Seuillage par hystérésis
On effectue ensuite un seuillage par hystérésis de l'image des maximums locaux (avec valeurs de la norme du gradient)
Le principe est d'utiliser deux seuils pour la norme du gradient : Sb (seuil bas) et Sh (seuil haut) et de sélectionner les pixels pour lesquels :
- la norme du gradient est supérieure à Sb;
- le pixel est connecté à un pixel pour lequel la norme du gradient est supérieure à Sh par un chemin constitué de pixels dont la norme du gradient est supérieure à Sb
Approche Laplacien
Extraction des des passages par zéro
Une fois le Laplacien calculé, on recherche ses passages par zéros et on crée une image de ces passages. Seuls les pixels pour lesquels le laplacien change de signe sont sélectionnés.
Seuillage
On élimine les points de trop faible gradient.
Pour cela, on effectue un seuillage des passages par zéro.
L’élimination des passages par zéro de faible norme peut s'effectuer par :
- algorithme de seuillage quelconque. (Ex : algorithme de seuillage par hystérésis précédemment décrit pour l'approche gradient.)
- méthodes basée sur le suivi de frontières et sur un calcul local du gradient.
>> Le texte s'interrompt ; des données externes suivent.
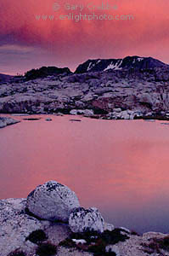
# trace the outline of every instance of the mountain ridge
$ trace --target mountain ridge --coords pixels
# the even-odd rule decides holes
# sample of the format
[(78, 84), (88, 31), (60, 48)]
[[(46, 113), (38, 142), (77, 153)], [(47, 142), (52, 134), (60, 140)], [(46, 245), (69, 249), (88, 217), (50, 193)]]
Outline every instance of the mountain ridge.
[(169, 65), (152, 57), (140, 57), (138, 55), (127, 56), (122, 59), (89, 59), (80, 64), (75, 73), (101, 72), (110, 69), (154, 69), (155, 67), (169, 67)]

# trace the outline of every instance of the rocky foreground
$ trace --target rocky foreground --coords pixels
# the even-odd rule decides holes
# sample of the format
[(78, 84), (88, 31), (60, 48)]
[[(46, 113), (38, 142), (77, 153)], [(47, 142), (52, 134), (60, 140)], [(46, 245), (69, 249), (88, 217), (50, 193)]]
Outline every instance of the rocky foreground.
[(115, 229), (55, 181), (37, 186), (27, 199), (1, 200), (0, 210), (1, 256), (169, 255), (167, 234)]
[(0, 128), (6, 127), (7, 125), (11, 125), (20, 123), (19, 120), (14, 119), (9, 117), (0, 117)]
[(169, 65), (152, 58), (89, 60), (74, 73), (42, 67), (0, 84), (0, 113), (169, 119), (168, 85)]

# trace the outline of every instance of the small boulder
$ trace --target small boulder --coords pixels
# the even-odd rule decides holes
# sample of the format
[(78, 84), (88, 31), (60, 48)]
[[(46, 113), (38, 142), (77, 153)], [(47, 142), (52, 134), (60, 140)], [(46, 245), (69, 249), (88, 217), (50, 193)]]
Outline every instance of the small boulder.
[(106, 253), (115, 253), (116, 256), (121, 256), (119, 247), (116, 245), (108, 245), (105, 247)]
[(27, 196), (26, 208), (42, 219), (67, 222), (70, 212), (79, 207), (75, 192), (67, 186), (49, 181), (37, 186)]
[(97, 208), (74, 209), (70, 214), (69, 225), (72, 232), (82, 233), (87, 230), (104, 232), (104, 220)]

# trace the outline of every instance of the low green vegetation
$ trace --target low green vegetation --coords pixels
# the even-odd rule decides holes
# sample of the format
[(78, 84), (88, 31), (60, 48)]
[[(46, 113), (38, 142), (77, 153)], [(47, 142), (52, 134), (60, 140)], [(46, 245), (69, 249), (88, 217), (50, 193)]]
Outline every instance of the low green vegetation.
[(42, 243), (38, 246), (36, 253), (38, 256), (53, 256), (57, 253), (57, 247), (49, 242)]
[(33, 243), (41, 243), (43, 241), (47, 240), (48, 236), (42, 230), (37, 230), (31, 232), (25, 240), (29, 240)]
[[(106, 230), (104, 233), (87, 230), (84, 233), (73, 233), (69, 238), (59, 243), (59, 246), (66, 247), (76, 247), (80, 251), (93, 253), (94, 256), (115, 255), (113, 252), (105, 252), (108, 244), (115, 244), (119, 241), (125, 241), (129, 237), (121, 233), (121, 229), (115, 229), (112, 231)], [(124, 230), (122, 230), (124, 232)], [(86, 243), (76, 243), (72, 239), (85, 240)]]
[(17, 249), (12, 253), (10, 253), (8, 256), (25, 256), (25, 253), (20, 249)]

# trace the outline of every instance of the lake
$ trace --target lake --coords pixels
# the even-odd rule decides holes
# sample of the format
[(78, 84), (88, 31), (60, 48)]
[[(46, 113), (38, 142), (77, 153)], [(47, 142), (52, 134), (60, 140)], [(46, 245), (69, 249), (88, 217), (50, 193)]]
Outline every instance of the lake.
[(56, 180), (115, 226), (169, 232), (169, 125), (38, 117), (14, 117), (22, 121), (0, 129), (1, 199), (26, 197)]

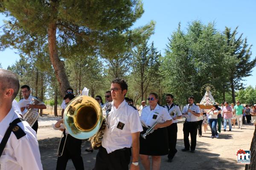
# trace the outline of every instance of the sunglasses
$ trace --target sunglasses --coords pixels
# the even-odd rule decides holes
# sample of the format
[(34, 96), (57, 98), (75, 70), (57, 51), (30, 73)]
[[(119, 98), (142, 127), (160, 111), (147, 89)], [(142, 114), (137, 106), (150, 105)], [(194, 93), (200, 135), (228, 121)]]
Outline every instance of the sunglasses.
[(150, 98), (150, 97), (148, 97), (148, 101), (150, 101), (150, 100), (151, 100), (153, 101), (153, 100), (154, 100), (154, 97), (151, 97), (151, 98)]
[(113, 88), (110, 89), (110, 91), (117, 91), (119, 90), (122, 90), (122, 88)]

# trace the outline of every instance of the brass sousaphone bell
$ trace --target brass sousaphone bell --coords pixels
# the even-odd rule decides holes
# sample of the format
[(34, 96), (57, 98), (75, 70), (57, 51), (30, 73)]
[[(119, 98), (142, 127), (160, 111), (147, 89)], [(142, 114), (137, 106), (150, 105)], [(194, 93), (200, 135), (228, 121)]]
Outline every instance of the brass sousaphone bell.
[(63, 120), (66, 128), (70, 135), (80, 139), (88, 139), (96, 133), (104, 120), (99, 104), (87, 96), (73, 99), (64, 111)]

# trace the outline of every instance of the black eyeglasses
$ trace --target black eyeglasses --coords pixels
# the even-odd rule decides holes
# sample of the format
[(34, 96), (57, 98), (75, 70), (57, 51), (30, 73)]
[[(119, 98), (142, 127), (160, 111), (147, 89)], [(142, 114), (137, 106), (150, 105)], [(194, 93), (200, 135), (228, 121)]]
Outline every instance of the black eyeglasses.
[(110, 91), (117, 91), (119, 90), (122, 90), (122, 88), (113, 88), (110, 89)]

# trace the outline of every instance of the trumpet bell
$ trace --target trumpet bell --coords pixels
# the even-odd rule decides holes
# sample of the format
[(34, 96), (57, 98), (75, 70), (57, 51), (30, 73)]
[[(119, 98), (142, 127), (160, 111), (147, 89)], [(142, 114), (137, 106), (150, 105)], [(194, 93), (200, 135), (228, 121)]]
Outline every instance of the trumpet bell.
[(67, 105), (63, 120), (70, 135), (84, 139), (98, 132), (103, 118), (101, 107), (96, 100), (87, 96), (80, 96)]

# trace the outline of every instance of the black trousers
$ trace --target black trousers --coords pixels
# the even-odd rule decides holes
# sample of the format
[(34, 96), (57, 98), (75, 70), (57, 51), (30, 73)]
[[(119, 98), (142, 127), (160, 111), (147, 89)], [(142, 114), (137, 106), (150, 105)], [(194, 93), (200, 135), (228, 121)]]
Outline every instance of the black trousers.
[(176, 148), (177, 143), (177, 133), (178, 132), (177, 123), (174, 123), (168, 126), (167, 130), (168, 130), (168, 141), (169, 142), (168, 158), (172, 159), (177, 152), (177, 150)]
[(245, 115), (246, 117), (246, 121), (247, 124), (250, 123), (252, 121), (252, 116), (251, 115)]
[(128, 170), (131, 148), (125, 147), (108, 153), (101, 147), (96, 157), (93, 170)]
[[(184, 134), (184, 144), (185, 148), (189, 150), (189, 148), (191, 150), (195, 150), (196, 145), (196, 136), (198, 123), (197, 122), (185, 122), (183, 125), (183, 133)], [(191, 139), (191, 146), (189, 144), (189, 136), (190, 134)]]
[(198, 135), (202, 136), (202, 124), (203, 124), (203, 120), (198, 121)]
[[(60, 152), (62, 151), (66, 138), (66, 134), (64, 132), (64, 137), (61, 138), (61, 142)], [(75, 138), (70, 134), (67, 134), (63, 153), (61, 156), (58, 157), (56, 170), (65, 170), (67, 164), (70, 159), (72, 160), (76, 170), (84, 170), (84, 162), (83, 162), (83, 158), (81, 156), (81, 140)]]
[(35, 131), (35, 133), (37, 133), (37, 130), (38, 128), (38, 122), (36, 120), (33, 126), (32, 126), (32, 129), (34, 129), (34, 130)]

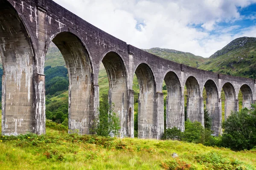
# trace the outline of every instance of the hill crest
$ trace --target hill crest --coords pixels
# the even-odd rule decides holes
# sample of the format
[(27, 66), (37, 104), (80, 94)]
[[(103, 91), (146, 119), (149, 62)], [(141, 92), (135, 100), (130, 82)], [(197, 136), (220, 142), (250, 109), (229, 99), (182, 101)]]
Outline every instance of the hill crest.
[(236, 38), (229, 43), (221, 50), (217, 51), (213, 54), (210, 56), (209, 58), (218, 57), (220, 56), (227, 53), (232, 50), (243, 47), (249, 42), (256, 42), (256, 38), (255, 37), (243, 37)]

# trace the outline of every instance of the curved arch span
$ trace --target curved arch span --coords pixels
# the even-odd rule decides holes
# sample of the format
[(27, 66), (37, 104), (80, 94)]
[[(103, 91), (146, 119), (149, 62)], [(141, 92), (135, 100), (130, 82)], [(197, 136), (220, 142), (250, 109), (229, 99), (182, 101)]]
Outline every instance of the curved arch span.
[[(45, 133), (45, 115), (43, 113), (37, 115), (38, 107), (33, 106), (38, 106), (34, 97), (33, 43), (24, 22), (9, 2), (0, 1), (0, 56), (3, 68), (2, 132), (6, 135)], [(43, 110), (44, 106), (40, 109)]]
[(186, 82), (188, 91), (187, 98), (187, 119), (191, 122), (198, 121), (204, 125), (204, 103), (200, 96), (200, 87), (196, 79), (189, 77)]
[(175, 127), (183, 131), (184, 99), (180, 80), (173, 71), (168, 72), (164, 79), (167, 89), (166, 128)]
[(230, 115), (232, 111), (236, 110), (236, 91), (233, 85), (226, 82), (222, 86), (225, 93), (225, 120)]
[(253, 103), (253, 92), (250, 86), (247, 85), (243, 85), (240, 88), (243, 94), (243, 108), (251, 108), (251, 104)]
[(137, 67), (135, 74), (140, 87), (138, 95), (138, 137), (157, 138), (156, 83), (153, 72), (146, 64)]
[(108, 79), (109, 102), (110, 105), (114, 104), (111, 107), (120, 120), (121, 129), (119, 136), (121, 137), (133, 137), (133, 132), (129, 130), (131, 128), (133, 129), (134, 116), (129, 108), (128, 74), (125, 64), (120, 55), (112, 51), (105, 55), (102, 62)]
[(204, 84), (206, 91), (206, 109), (212, 118), (211, 129), (214, 134), (219, 135), (221, 130), (221, 108), (219, 102), (218, 88), (212, 80), (208, 80)]
[(69, 131), (89, 134), (95, 120), (93, 77), (87, 50), (70, 32), (55, 35), (52, 41), (62, 54), (69, 79)]

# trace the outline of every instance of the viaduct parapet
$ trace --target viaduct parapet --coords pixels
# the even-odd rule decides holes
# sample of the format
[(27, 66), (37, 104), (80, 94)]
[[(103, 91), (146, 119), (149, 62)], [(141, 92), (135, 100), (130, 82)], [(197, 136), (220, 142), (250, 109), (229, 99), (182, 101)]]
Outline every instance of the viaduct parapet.
[(89, 134), (98, 116), (99, 65), (109, 82), (109, 101), (119, 118), (119, 136), (134, 137), (134, 73), (140, 86), (138, 137), (160, 139), (164, 131), (163, 84), (166, 85), (166, 128), (184, 130), (186, 117), (204, 125), (204, 87), (212, 129), (221, 133), (223, 89), (225, 117), (255, 99), (253, 79), (199, 70), (141, 50), (96, 27), (51, 0), (0, 0), (0, 55), (3, 68), (2, 133), (45, 133), (44, 60), (51, 42), (68, 71), (70, 132)]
Ainsi, les passages par zéro extraits définissent des lignes fermées délimitant les régions de points connexes où le laplacien est positif ou négatif.
Paramétrage du seuillage
Les deux paramètres du seuillage par hystérésis jouent sur la détection des contours. Le seuil bas sert à éliminer le bruit et le seuil haut permet d'écarter les faux contours qui peuvent avoir été détectés.
Ainsi, plus le seuil bas sera faible et le seuil haut élevé, plus il y aura de contours détectés au détriment du bruitée. Il faut donc trouver un compromis.
Pré et post traitements
Pré-traitement
Les filtres larges de type Laplacien sont souvent précédés par des filtres passe-bas (filtres de lissage) à large support car ils sont très sensibles au bruit. Cela facilite le calcul de la dérivée. Pour cette opération, on choisit souvent un filtre gaussien. Or, ce filtre a le défaut de flouter l’image. La plupart du temps il faut donc combiner astucieusement filtre non linéaire et filtre linéaire. On peut aussi restaurer l’image afin d'en compenser les déformations.
Post-traitement
Les filtres passe-bas ou passe-haut peuvent aussi servir de finalisation à un filtrage pour réduire le bruit ou la quantité de détails par exemple.
On peut ensuite passer à l'étape de segmentation qui doit permettre de réaliser une partition de l'image en ensembles connexes homogènes (régions) afin de faciliter leur liaison et d'opérer à une « fermeture des contours ».
Le principe de ces méthodes consiste à prolonger les extrémités des chaînes ouvertes (composantes connexes) générées par l’extraction des points contour.
Pour cela, on va utiliser la direction estimée du contour au point extrémité afin de déterminer les points voisins candidats au prolongement du contour. Il s'agit de ceux perturbant le moins cette direction.